The compiler can rearrange statements if it determines that the results
will be exactly the same (computationally, not just mathematically) as if
they had been executed in the original order.
Besides compiler bugs, a typical problem resulting in a bug with such a
compiler is that your program isn't actually standard conforming, and you
might never find this out on traditional (non-vector) machines. For
example:
REAL A(100)
CALL VADD(A(1),A(2),A(3),98) !Add neighboring elements, store
!in next element, to sum forward
SUBROUTINE VADD(IN1,IN2,OUT,N)
REAL IN1(N),IN2(N),OUT(N)
DO I=1,N
OUT(I) = IN1(I) + IN2(I)
END DO
END
(Please excuse any typos.)
This program should run fine on most traditional machines, but might
very well break on an optimizing compiler for a parallel machine.

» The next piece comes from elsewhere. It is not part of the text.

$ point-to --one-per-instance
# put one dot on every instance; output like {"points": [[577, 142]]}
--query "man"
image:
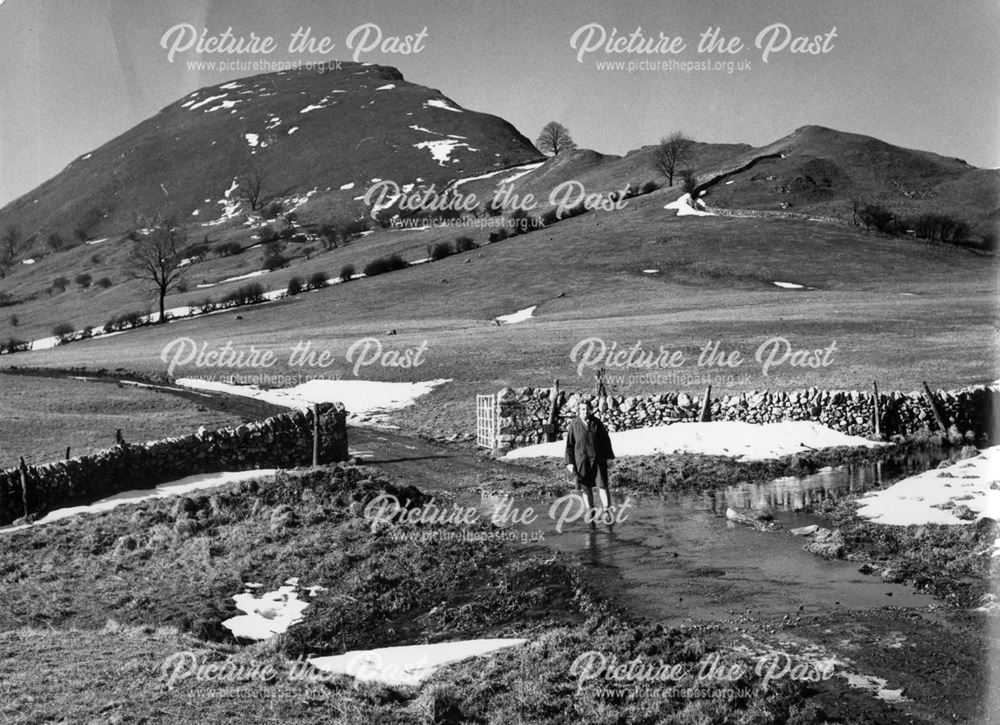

Why? Because the optimizer is allowed to assume it can read any element
of IN1 and IN2 before it writes any element of OUT in VADD, and that's
allowed because the arrays may not overlap according to the Fortran
standard (actual arguments may not overlap with each other or with
entities in common during a procedure call if the procedure or any
procedure it calls defines any entity involved in the overlap, is a
"simple" summary of the rule).
This surprising restriction (not found in any other common languages as far
as I know) specifically exists to provide supercomputers with the opportunity
for running most Fortran applications faster than would otherwise be
possible without the restriction. You'd be surprised how much slower a
pipelined loop has to run to allow for overlapping arrays!
So, in summary, there shouldn't be a risk with statement-reordering
compilers, but in practice there is because the compiler might be too
agressive (have a bug) or your program violates some requirement that
the compiler imposes (from the standard) without notifying the compiler
of such a violation. (I've heard some compilers, for example, provide
a directive that says "dummy arrays IN1, IN2, and OUT may overlap", which
can slow down execution but at least get the code to work.)
This is fun, but I've spent days tracking down "bugs" in the compiler I used
to work on that turned out to be exactly the kind of violation shown above.
One of the offenders was a 3rd-party vendor of math packages primarily for
supercomputers, written in Fortran (though because they may have fixed the
problem by know, I won't name them).
James C Burley
In article <1990Jul20.1...@ux1.cso.uiuc.edu> hirc...@ux1.cso.uiuc.edu (Kurt Hirchert) writes:
>1. On the subject of functions with side effects:
>
> a. Fortran allows functions with side effects.
> b. However, you are not allowed to use a function with a side effect if that
> side effect could change the value of any other expression or
> subexpression in the same statement. (The one exception to this general
> rule is that in a statement of the form IF(<expression>)<statement>,
> a side-effect in <expression> _can_ affect <statement>.
(A couple of other postings have asserted something similar.)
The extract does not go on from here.